Je suis finalement tombé sur ce charmant endroit qu'est la ville de Londres. Avec ses habitants, ses hommes de lettres, politiciens, femmes de chambres... C'est une ville toujours animée, Londres... Je ne m'y sentais jamais seul, mais il faut dire que je ne restais que très peu chez moi. Je dînais chez l'un, allais au casino avec l'autre, partais déjeuner au café, allais au théâtre, puis me rendais chez mon amie Ambrose pour prendre le thé, sortais de son salon avec une jolie dame et l'invitais à dîner. Enfin, vers le milieu de la nuit, je m'endormais, ivre de ce rythme effréné que je reprenais tous les jours.

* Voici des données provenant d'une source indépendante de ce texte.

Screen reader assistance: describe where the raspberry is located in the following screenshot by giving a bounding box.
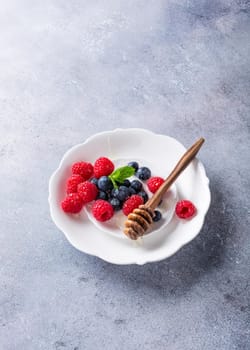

Quelques mois plus tard, alors que je rentrais dans mon petit appartement, je croisai le vieux fou qui habitait juste à côté, malheur à moi. Il aurait dû partir à l'asile il y a bien longtemps, ce vieux détraqué. Toujours à prononcer des paroles étranges, des incantations maléfiques, sans doute. Ce monsieur-là me rappelait ma famille, et à chaque fois que je le voyais, ou bien que je l'entendais, une bouffée de haine remontait jusqu'à mon visage, colorait mes joues d'une teinte de rage, et pour me calmer, il fallait vite que je m'en aille.

Le vieil homme semblait très perturbé ce jour-là. Il me saisit le bras, comme s'il s'y agrippait pour rester en vie, et dans un mouvement désespéré, comme s'il avait vu un spectre, il me murmura : « Cette haine...que tu as en toi... est perceptible à des kilomètres à la ronde...fais attention...ils la sentent...et ils seront bientôt là. »

Pensant qu'il avait passé beaucoup trop de temps enfermé, exposé à ses vapeurs toxiques se dégageant des produits que les fous utilisent, je lui répondis : « Mon bon monsieur, je ne comprends absolument rien à ce que vous me chantez-là... Vous êtes tous simplement drogué et tout juste bon pour faire un petit somme. Laissez-moi vous raccompagner jusqu'... » Mais il me coupa en s'écriant : « Noble crétin, ne comprenez-vous donc pas de qui je parle ? Vous n'avez aucun savoir, par Dieu, mais je suis déjà mort pour avoir parlé. » Ce fut la dernière parole qu'il prononça avant de s'écrouler.

Après avoir appelé le médecin, alors que je m'en allais vers ma porte, quelque chose m'attrapa le pied. Pris de peur, je me retournai vivement et regardai mon pied. Mais il n'y avait rien, rien du tout. Mon pied était libre et bougeait normalement. Pensant que le vieux fou déteignait sur moi, je pris une grande inspiration, et me dis que tout cela n'était que le fruit de mon imagination. Et c'était bien vrai, une quinzaine de minute plus tard, j'étais prêt à aller prendre mon thé chez Ambrose. 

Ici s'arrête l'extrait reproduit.